Fuel type may explain differences in the distribution of fire size within each cluster (Figure 3B), where antecedent wet clusters had larger fires relative to antecedent dry clusters. Topography may also contribute to the differences in fire size distributions. Within the study area, lower elevation locations are often less complex topographically compared to higher elevations. Complex topography can impede fire spread due to variations in slope with respect to wind direction and physical barriers (e.g., riparian areas, steep slopes, etc.). The slowing of fire spread may, however, result in an increase in fire severity as the fire burns longer in a particular location (Pyne et al. 1996).

Given the importance of antecedent climate in determining fire danger, we used the cross-correlation function (Venables and Ripley 2002) to examine synchronous and lagged correlations between SCPDSI and multiple broad scale synoptic patterns, including the North American Monsoon, El Niño Southern Oscillation (ENSO), Pacific Decadal Oscillation (PDO), and 500 hPa geopotential height anomalies. No significant correlations were found between these synoptic patterns and SCPDSI within the study area. Wise (2010) describes a ‘Precipitation Dipole Transition Zone.’ This transition zone lies between two regions (the southwestern US and Pacific Northwest) that are highly affected by these larger patterns, but in opposite directions.
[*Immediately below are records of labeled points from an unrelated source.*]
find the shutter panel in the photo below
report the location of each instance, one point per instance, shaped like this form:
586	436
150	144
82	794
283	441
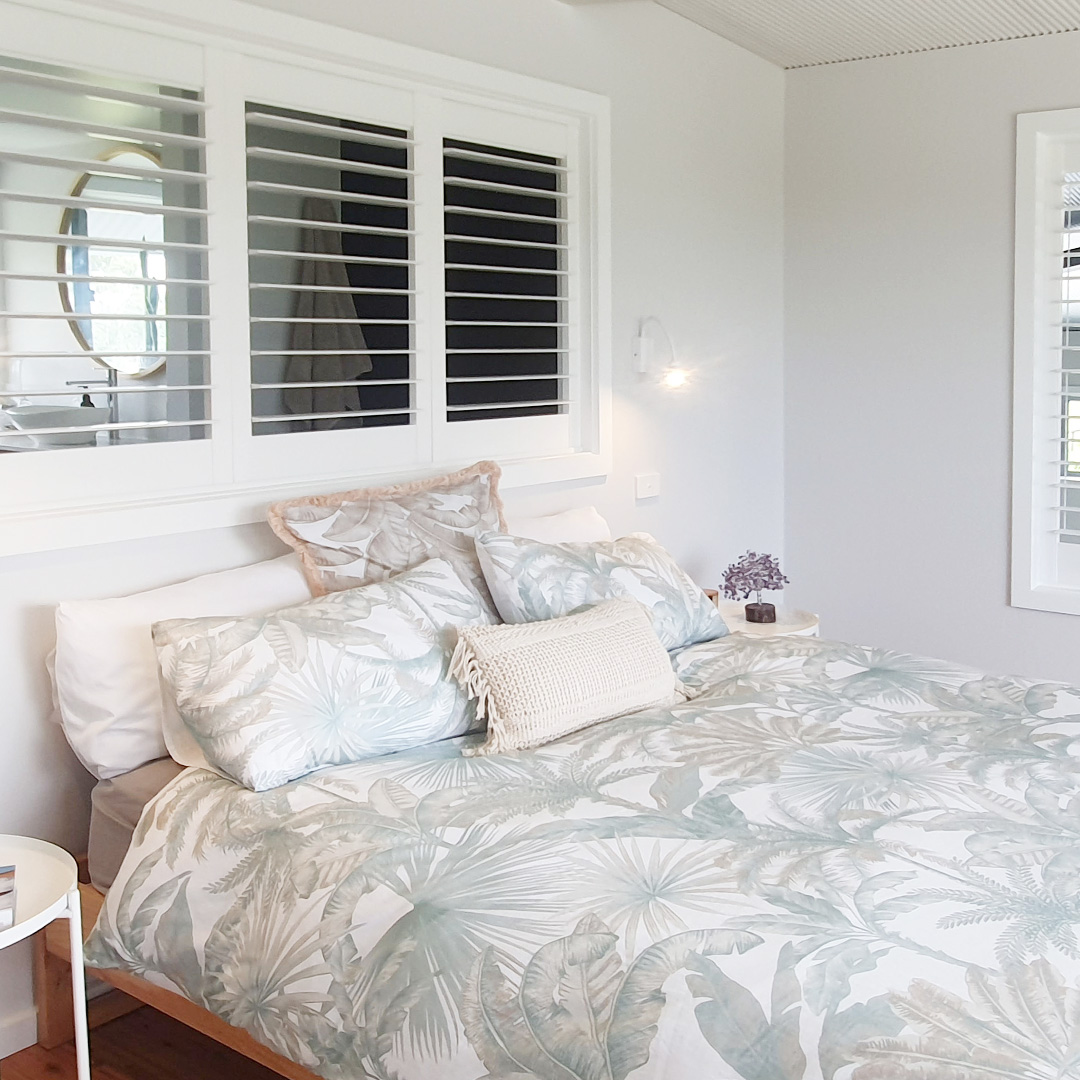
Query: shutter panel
1068	446
331	272
505	283
104	281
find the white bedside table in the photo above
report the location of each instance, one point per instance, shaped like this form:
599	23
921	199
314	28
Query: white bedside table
46	888
792	623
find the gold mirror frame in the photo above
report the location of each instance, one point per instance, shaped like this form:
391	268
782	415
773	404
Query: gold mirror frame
62	267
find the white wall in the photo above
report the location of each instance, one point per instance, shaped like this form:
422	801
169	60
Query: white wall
697	241
899	272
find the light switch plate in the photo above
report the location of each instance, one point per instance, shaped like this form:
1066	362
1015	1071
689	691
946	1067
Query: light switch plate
646	485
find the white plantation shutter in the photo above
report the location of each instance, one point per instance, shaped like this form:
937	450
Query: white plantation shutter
1045	556
505	283
1067	318
107	278
329	256
270	270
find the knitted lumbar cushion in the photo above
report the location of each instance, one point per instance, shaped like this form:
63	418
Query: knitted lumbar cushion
536	682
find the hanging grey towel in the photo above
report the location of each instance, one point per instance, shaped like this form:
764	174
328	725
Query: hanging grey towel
342	343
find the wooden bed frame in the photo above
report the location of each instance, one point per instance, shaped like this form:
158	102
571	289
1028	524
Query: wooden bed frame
52	983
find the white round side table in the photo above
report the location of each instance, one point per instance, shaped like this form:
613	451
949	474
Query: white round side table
46	888
793	623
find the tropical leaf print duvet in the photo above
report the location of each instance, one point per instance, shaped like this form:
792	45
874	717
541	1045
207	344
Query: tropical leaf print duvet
832	863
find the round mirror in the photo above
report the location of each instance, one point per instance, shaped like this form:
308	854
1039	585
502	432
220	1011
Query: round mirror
121	252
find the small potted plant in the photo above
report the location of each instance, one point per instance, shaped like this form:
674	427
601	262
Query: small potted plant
754	574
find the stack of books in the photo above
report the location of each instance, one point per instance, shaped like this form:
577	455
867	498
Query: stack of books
7	896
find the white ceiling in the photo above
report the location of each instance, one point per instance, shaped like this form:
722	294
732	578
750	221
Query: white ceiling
805	32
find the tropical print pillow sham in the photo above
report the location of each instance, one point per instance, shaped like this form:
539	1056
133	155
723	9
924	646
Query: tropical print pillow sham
353	538
350	675
530	581
836	863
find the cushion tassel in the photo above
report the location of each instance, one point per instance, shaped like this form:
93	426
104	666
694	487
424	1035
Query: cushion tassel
466	669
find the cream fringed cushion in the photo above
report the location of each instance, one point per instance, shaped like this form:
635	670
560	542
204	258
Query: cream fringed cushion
536	682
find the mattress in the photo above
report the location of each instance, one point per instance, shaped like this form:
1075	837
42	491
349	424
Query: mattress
116	808
834	863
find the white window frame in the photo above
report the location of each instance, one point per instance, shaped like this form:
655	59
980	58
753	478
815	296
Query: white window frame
95	495
1045	574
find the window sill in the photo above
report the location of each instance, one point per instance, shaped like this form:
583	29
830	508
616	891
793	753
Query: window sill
1055	598
55	528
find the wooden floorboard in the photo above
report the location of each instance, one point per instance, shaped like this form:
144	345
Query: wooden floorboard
143	1045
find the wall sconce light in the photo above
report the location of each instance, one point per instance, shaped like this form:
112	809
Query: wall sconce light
655	354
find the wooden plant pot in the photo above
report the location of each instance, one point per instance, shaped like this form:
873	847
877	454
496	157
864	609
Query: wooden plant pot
760	612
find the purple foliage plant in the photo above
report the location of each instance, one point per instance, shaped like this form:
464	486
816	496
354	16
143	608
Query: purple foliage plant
752	574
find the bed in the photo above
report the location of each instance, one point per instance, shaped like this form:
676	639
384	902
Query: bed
833	862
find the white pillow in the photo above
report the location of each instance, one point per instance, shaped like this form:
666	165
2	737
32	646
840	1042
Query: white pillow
583	525
106	670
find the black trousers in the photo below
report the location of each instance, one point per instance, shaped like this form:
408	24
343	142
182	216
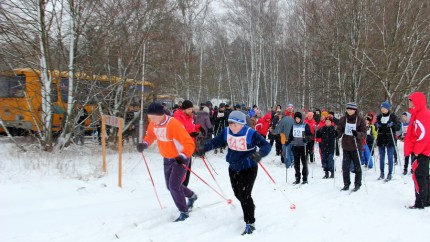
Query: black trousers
299	154
310	150
420	176
349	156
242	183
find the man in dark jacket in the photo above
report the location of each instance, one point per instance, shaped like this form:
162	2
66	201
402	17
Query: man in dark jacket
299	135
387	124
352	129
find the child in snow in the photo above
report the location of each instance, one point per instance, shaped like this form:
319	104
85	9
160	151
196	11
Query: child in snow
242	156
300	134
328	136
176	146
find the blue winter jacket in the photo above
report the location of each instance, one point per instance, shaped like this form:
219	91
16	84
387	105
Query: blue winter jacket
239	160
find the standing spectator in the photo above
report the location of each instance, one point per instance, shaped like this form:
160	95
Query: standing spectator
310	145
220	118
176	146
352	129
299	135
328	137
242	156
284	128
406	117
417	143
202	118
387	124
290	110
263	124
186	117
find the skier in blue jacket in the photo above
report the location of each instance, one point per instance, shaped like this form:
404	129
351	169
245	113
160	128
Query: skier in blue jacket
242	155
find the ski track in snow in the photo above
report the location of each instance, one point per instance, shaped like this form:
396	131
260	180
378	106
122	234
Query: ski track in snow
65	197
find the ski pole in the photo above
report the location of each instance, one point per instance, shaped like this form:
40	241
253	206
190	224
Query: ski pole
156	194
229	201
359	160
292	205
204	161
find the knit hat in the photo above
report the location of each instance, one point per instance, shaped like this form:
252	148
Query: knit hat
386	105
297	115
186	104
237	117
155	109
351	105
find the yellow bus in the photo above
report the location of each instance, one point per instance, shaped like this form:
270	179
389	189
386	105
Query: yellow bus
21	97
21	100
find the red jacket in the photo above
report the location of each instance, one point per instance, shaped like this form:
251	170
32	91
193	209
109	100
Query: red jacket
262	126
417	138
187	121
312	124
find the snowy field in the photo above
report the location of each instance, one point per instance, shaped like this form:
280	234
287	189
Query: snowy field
67	198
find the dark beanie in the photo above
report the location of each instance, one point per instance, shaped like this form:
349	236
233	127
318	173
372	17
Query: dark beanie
351	105
298	115
155	109
186	104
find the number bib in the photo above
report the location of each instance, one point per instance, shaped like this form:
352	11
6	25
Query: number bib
161	133
237	143
298	132
404	129
384	120
349	128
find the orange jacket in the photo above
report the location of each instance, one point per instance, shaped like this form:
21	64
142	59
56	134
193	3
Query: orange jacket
172	138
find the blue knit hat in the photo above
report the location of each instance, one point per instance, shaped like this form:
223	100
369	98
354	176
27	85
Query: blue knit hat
237	117
386	105
155	109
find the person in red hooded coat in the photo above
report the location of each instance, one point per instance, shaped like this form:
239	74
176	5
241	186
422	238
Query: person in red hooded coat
263	124
417	143
185	115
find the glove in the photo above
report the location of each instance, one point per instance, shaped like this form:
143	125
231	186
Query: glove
203	131
141	147
200	149
256	157
180	159
194	134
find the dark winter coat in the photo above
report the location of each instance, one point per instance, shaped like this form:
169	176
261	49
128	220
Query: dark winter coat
385	133
220	118
348	142
240	160
328	139
202	118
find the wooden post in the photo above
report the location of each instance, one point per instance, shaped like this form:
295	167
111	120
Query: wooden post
104	142
121	124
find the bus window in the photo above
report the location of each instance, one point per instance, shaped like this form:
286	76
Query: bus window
12	86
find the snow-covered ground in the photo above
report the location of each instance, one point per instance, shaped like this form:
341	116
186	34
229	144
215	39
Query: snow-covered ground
66	197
For example, a positive ENSO anomaly is typically associated with decreased cool season precipitation in the southwestern US, but is also associated with increased cool season precipitation in the northwestern US. Since a large portion of our study region lies in this transition zone, synoptic patterns do not have a clear impact on climate, and are unlikely to have strong correlations with fire activity. Also, relationships between fire and synoptic indices, like those found by Collins et al. (2006), may not be apparent due to the limited length of the MTBS time series.

In addition to climate, Westerling et al. (2006) addressed the notion that land use change may play a role in the increase of area burned by wildfires over the past decades, showing that even areas that have seen little to no land use change since the mid-1980s have experienced this increase in area burned—particularly in the Rocky Mountains. While management plays a role in fire occurrence, climate has a strong connection as well (Littell et al. 2009, Dennison et al. 2014).

MaxEnt does exhibit some difficulty in identifying novel climate patterns different from those used to develop the model. Using MaxEnt, a prediction was made into July 2012. The results showed very low danger of fire across Utah, despite 2012 being an above average fire year (National Interagency Fire Center 2014). The poor performance during this time period is understandable as antecedent conditions for July 2012 show a much more exaggerated and abrupt change from wet to dry when compared to the antecedent conditions represented by the antecedent wet clusters. As more data become available, these extreme patterns can be incorporated and better identified within the model. The distances calculated during the modeling process can also be used to examine where these novel patterns are located.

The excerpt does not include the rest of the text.